柊沙織は、その華奢な身体に不釣り合いな小銃を抱え、半壊した街を駆けていた。
「私しか、いない。私が、やらなくちゃ」
荒い息の中、呪文のように同じ言葉が繰り返される。
不意に沙織は足を止め、上空を見上げた。粉塵で霞む青空に浮かんだ数多の影が瞳に映る。
沙織は湧きあがる恐怖に耐えて、天を駆ける影の群れに小銃を向けた。銃声とともに翠の光条が空に吸い込まれていく。沙織は着弾を確認せず、再び死んだ街を駆け始めた。
前方に見える瓦礫の影で何かが動く。
──生存者。
沙織は上空を旋回する影のことも忘れ、無我夢中でその場に向かった。瓦礫の山を登り、息を切らせながら叫ぶ。
「大丈夫ですか!」
影はまだ若い女と、煤だらけの赤ん坊だった。
「ぁ……」
女の疲れ切った瞳が、沙織の姿を認めた途端恐怖に揺れる。それを見て、沙織は差し伸べかけた手をゆっくりと下ろした。

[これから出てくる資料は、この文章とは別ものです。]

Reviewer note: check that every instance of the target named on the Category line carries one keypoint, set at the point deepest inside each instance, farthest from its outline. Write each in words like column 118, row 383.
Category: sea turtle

「このまま南へ真っすぐ行けば、展開中の自衛軍と合流できます。早く避難してください」
拒絶されたことに耐えられなくて、沙織は事務的な口調で告げ、背中に装着した機械翼を展開させた。足が地を離れ、重力から解き放たれる。
『感傷に浸っている場合ではない』
通信機から、上官である女性の冷淡な言葉が届く。沙織は涙をこらえて頷いた。
「はい」
沙織は震える身体を無理やり抑えつけ、空を支配する侵略者達にたった一人で立ち向かっていった。